Doug Bedell — , 7:47 am

Top Secret Clearances Jump in Concerted Anti-Terrorism Work

Security officers with top-secret FBI clearances have been getting a lot of collegial company in intensified antiterrorism activites. USA Today reports that the number of state and local law enforcement officers with top secret clearances in the FBI’s network of regional terrorism task forces “jumped to 878 in 2009, up from 125 in 2007. During the same period clearances granted to other law enforcement officers and contractors  soared to 945 from 364.”

The number of clearances this year is at a rate to equal or surpass last year’s totals, USA Today adds.

As an example of anti-terrorism teamwork, Boston Police Commissioner Ed Davis “says some of the agency’s officers with clearance authority assisted in the fast-moving May investigation into the unsuccessful bombing in New York’s Times Square. Eight Boston officers have clearance, up from two or three in 2001.”

Working together against common enemies in the U.S. makes security sense, a salutary law enforcement trend.

Doug Bedell — August 13, 2010, 8:40 am

Can’t Hurt, Might Help: A Bookish Approach to Risk

We’re not in the book reviewing business (unless, of course, you want to secure a library). But here’s a new book that provides grounding in perceptions of risk, where everything begins in the security business.

How Risky Is It, Really? Why Our Fears Don’t Always Match the Facts, by David Ropeik, looks like a good introduction to evaluating risk. Ropeik is a veteran risk consultant and Bruce Schneier says “if you want a well-organized guide to the current research on risk perception all in one place, this pretty close to the perfect book.”

When you start thinking systematically about risk, you sometimes come up with insights you wouldn’t expect. This looks like a good place to hone that discipline.

Doug Bedell — August 9, 2010, 2:32 pm

State Dept. Issues Annual Terrorism Report

Depending on how stringently you follow the terrorism scene, you may have seen much of  the information included in the U.S. State Department’s annual terrorism report already. But it’s nice to have it all in one place.

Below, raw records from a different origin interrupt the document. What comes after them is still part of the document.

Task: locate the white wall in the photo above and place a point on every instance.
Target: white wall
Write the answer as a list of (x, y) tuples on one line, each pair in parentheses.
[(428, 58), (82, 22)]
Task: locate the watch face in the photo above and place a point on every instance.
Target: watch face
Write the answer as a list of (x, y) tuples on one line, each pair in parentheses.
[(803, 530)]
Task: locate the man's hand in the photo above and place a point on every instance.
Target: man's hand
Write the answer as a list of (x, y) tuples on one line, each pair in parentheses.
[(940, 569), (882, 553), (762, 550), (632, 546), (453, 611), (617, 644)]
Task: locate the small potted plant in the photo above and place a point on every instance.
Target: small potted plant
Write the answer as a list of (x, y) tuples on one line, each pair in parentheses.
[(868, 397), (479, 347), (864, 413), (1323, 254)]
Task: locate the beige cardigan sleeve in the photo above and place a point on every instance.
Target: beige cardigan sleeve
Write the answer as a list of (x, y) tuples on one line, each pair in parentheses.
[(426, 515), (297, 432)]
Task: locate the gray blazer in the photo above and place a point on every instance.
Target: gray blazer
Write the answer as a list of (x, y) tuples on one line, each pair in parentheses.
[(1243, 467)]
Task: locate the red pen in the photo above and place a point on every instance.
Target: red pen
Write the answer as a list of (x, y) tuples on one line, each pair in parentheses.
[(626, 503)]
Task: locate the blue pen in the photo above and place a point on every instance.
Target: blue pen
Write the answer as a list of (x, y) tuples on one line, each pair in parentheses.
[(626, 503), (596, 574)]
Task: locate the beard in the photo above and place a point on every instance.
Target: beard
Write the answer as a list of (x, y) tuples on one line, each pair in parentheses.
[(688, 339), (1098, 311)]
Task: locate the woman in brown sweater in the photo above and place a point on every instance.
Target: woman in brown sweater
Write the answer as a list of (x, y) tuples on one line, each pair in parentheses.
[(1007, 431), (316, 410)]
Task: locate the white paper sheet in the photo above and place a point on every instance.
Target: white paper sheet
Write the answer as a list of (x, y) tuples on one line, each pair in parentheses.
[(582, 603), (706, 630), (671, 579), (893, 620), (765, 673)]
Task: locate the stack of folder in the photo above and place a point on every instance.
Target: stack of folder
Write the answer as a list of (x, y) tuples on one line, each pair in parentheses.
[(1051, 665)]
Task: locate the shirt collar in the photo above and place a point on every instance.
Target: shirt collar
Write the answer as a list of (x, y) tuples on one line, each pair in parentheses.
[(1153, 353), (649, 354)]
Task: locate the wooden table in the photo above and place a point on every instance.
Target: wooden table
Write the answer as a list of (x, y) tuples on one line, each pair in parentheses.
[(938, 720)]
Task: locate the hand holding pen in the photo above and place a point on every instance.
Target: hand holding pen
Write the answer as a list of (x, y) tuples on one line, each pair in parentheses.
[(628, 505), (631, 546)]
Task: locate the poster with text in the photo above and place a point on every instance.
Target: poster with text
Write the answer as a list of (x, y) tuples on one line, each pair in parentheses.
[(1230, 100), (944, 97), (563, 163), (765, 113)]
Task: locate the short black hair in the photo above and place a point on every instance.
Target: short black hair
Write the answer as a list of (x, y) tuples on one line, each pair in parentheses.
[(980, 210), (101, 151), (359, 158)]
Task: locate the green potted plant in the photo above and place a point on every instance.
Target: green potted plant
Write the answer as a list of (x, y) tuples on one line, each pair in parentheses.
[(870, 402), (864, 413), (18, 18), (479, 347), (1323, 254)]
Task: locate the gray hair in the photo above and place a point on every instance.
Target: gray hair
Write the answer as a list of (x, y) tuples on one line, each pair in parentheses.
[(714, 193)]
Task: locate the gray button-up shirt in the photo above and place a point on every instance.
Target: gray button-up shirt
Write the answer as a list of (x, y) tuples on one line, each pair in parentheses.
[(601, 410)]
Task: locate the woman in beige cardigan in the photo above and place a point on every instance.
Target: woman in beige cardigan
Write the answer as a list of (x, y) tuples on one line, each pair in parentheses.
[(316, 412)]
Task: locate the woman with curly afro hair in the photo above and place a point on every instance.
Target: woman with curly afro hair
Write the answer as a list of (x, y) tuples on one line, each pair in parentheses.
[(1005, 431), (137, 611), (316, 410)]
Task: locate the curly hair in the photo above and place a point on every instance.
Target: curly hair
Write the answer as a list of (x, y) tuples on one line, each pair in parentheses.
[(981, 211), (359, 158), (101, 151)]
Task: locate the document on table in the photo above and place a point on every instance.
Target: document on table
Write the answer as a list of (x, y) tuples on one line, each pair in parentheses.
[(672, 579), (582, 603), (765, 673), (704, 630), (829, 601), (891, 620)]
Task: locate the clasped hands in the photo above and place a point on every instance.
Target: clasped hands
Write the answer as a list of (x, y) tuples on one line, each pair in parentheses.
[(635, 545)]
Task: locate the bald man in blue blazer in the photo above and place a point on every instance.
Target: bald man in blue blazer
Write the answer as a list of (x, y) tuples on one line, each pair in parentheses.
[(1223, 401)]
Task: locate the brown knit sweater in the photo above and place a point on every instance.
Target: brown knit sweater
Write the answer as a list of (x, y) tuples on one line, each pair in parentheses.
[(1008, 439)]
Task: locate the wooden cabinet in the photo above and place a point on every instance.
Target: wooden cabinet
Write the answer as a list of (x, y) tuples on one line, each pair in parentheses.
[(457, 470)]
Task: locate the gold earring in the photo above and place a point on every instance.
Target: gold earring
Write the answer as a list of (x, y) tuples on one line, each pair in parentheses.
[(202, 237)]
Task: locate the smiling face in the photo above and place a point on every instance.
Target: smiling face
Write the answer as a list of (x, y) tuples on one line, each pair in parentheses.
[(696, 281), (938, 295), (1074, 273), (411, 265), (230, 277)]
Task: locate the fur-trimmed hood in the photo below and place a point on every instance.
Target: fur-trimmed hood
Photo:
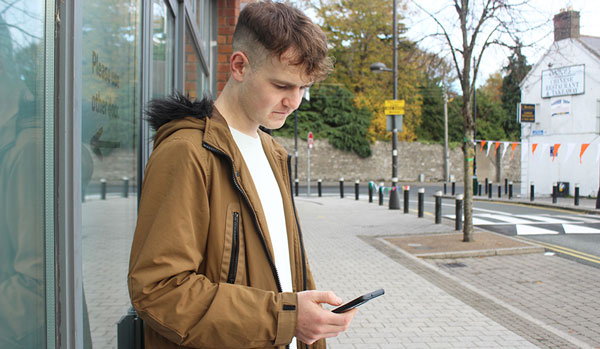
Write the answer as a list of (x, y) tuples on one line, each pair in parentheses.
[(177, 106)]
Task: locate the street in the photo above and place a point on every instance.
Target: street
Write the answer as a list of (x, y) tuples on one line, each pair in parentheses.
[(569, 234)]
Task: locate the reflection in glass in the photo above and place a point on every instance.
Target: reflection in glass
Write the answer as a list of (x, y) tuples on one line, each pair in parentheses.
[(196, 81), (110, 112), (22, 290), (163, 41)]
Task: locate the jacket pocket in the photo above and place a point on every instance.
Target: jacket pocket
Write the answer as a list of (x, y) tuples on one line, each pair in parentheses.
[(235, 248), (233, 258)]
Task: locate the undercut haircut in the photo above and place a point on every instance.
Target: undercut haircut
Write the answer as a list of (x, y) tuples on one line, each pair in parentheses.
[(269, 29)]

State’s just released annual terrorism report is for 2009, but given what we know about the past being prologue, it’s worth attention by security officials everywhere.

Al-Qaida remains the chief challenger to U.S. security around the world, as well as at home.  The report adds that al-Qaida is continuing to try to partner with other terrorist groups, with varying degrees of success.

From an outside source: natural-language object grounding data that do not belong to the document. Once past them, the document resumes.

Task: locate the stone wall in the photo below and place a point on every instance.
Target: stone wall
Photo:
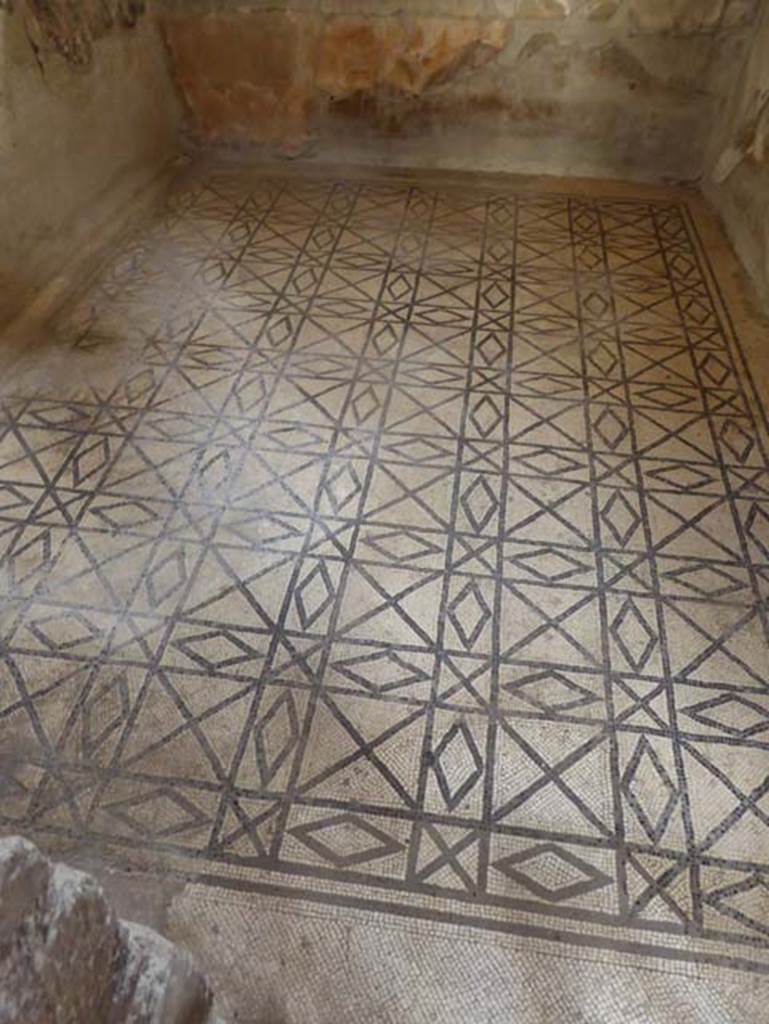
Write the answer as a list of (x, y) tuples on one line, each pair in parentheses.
[(87, 115), (596, 87), (737, 178)]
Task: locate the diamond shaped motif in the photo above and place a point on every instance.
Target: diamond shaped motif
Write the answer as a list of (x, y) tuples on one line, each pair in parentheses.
[(124, 515), (668, 397), (479, 503), (549, 463), (551, 564), (485, 416), (652, 804), (314, 595), (275, 735), (280, 331), (365, 406), (634, 636), (621, 517), (490, 348), (398, 287), (342, 485), (736, 440), (346, 840), (63, 631), (707, 581), (595, 304), (382, 672), (495, 295), (401, 546), (551, 691), (159, 814), (385, 338), (757, 525), (552, 873), (216, 649), (714, 368), (682, 477), (458, 764), (604, 358), (166, 578), (90, 460), (731, 713), (469, 612), (610, 428)]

Not exactly cozy reading, but useful nonetheless.

Doug Bedell — August 5, 2010, 4:54 pm

Keeping Tabs on bin Laden

Because bringing Osama bin Laden to justice is the basic requirement pending from 9/11, we’re updating our June 10 advisory that bin Laden was hiding out in Iran.

The Hindustan Times reports that U.S. Admiral Mike Mullen says that bin Laden and his deputy Aiman al-Zawahiri are believed to be in Pakistan, in a “very secure place” that makes it difficult to trace them. He added that Pakistan’s tribal belt is the “global headquarters” for the al-Qaeda terror network.

U.S. Secretary of State Hillary Clinton “ruffled feathers” in Pakistan by making a similar statement there a couple of days before Admiral Mullen’s.

Wherever they are, we trust that U.S. strategists are doing everything possible to catch up with bin Laden and al-Zawahiri.

Doug Bedell — August 4, 2010, 1:08 pm

Fake Passports Not Hard to Obtain

Despite the fuss over who has passports and who doesn’t, it’s still not that hard to obtain a fake passport. That’s from Gregory Kutz, an investigator for the Government Accountability Office, who is testifying before a Senate committee on how his team acquired fraudulent e-passports.

Security officers responsible for identifying people seeking access to the buildings they are responsible for need to be aware of Kutz’ findings, if they’re not already familiar with similar incidents.

ABC News reports that “The government failed to detect such basic red flags as a fake driver’s license, a 62-year-old using a recently obtained Social Security number, and the name of a dead applicant using faked identification.”

“State’s passport issuance process continues to be vulnerable to fraud,” Kutz is saying in prepared testimony.